Naira declines by 37.6% in January 2024

By Sodiq Adelakun

The Naira experienced a severe depreciation against the US dollar, closing the month of January at an unprecedented rate of N1,455.59. This marked a staggering 37.6 percent decline within a single month.

The previous month of December 2023 saw the exchange rate end at a significantly stronger N907.1 to one US dollar. 

However, the situation deteriorated rapidly, with the Naira losing ground consistently throughout January.Parallel market figures were equally grim, with the Naira depreciating by 17.3 percent from N1215 to N1470 against the dollar.

 This decline has been attributed to the persistent imbalance between demand and supply in the currency markets, which has put considerable pressure on the Nigerian currency.

The Naira’s downward trajectory began on December 8th, 2023, when it breached the N1000 to one dollar mark, closing at N1099.5. 

Although there was a brief period of appreciation, the Naira’s value took a nosedive once again, plummeting to N1,043 by December 28th. 

The situation worsened in the new year, with the Naira hitting a record low of N1,089.51 on January 9th, inching closer to the then black market rate of N1,245. Despite trading below the N1000 mark for a brief respite of 12 days, the Naira could not sustain its position and tumbled to another all-time low of N1,348.62 on January 29th.

The rapid devaluation of the Naira has raised concerns among Nigerians, who are now forced to deal with the repercussions of a weakened currency.

The Central Bank of Nigeria has yet to respond to this financial crisis, as the nation watches the value of its currency erode swiftly.

The Central Bank of Nigeria (CBN) has been actively addressing issues of foreign currency speculation and hoarding by Nigerian banks.
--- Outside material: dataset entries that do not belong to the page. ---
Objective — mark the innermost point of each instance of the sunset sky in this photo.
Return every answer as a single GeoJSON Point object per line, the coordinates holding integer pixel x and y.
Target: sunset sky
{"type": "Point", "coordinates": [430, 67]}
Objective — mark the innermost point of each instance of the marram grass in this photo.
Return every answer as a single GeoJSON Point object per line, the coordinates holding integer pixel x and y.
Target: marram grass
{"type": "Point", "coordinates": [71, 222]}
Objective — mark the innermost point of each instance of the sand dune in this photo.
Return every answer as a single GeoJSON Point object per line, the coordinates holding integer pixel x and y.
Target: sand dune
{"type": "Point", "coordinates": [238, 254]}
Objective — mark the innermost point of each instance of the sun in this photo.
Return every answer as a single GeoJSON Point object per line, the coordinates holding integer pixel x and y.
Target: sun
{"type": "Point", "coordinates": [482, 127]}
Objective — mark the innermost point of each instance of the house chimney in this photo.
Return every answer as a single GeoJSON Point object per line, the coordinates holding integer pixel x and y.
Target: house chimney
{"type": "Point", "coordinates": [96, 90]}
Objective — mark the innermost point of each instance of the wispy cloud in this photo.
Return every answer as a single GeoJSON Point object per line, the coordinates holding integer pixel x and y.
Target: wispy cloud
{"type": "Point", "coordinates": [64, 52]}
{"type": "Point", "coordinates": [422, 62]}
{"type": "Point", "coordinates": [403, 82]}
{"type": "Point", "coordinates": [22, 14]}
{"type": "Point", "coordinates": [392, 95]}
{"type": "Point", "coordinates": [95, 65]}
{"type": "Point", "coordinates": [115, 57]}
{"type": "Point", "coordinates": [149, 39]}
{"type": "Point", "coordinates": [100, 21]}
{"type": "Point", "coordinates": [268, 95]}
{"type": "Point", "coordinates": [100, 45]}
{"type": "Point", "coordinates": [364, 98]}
A new circular introduced guidelines aimed at reducing the risks associated with these practices, noting that some commercial banks hold long-term positions in forex with the hope of profiting from currency depreciation .

The Governor of the Central Bank, Mr. Yemi Cardoso, also recently stated that the naira is undervalued and promised to work towards real price discovery in the foreign exchange market in 2024.

The CBN plans to implement inflation-taming policies and collaborate with the Ministry of Finance to stabilize the exchange rate and curb inflation .

These developments reflect the complexities and challenges in Nigeria’s foreign exchange market, with implications for businesses, individuals, and the broader economy.

Sources with knowledge of the exchange rate opine the depreciation on the official market is part of the apex bank’s attempt to allow the official rate to trade at par with the black market thus eliminating the disparity.

It is expected that this could allow most of the forex supplies in the black market to flow into the official market thus paving the way for stability.

Despite these moves, the major challenge faced by the country remains influx of foreign portfolio investments which many see as the final piece in the puzzle.

However, doing this will require that the central bank increase its benchmark lending rate which is currently at 18.75 percent.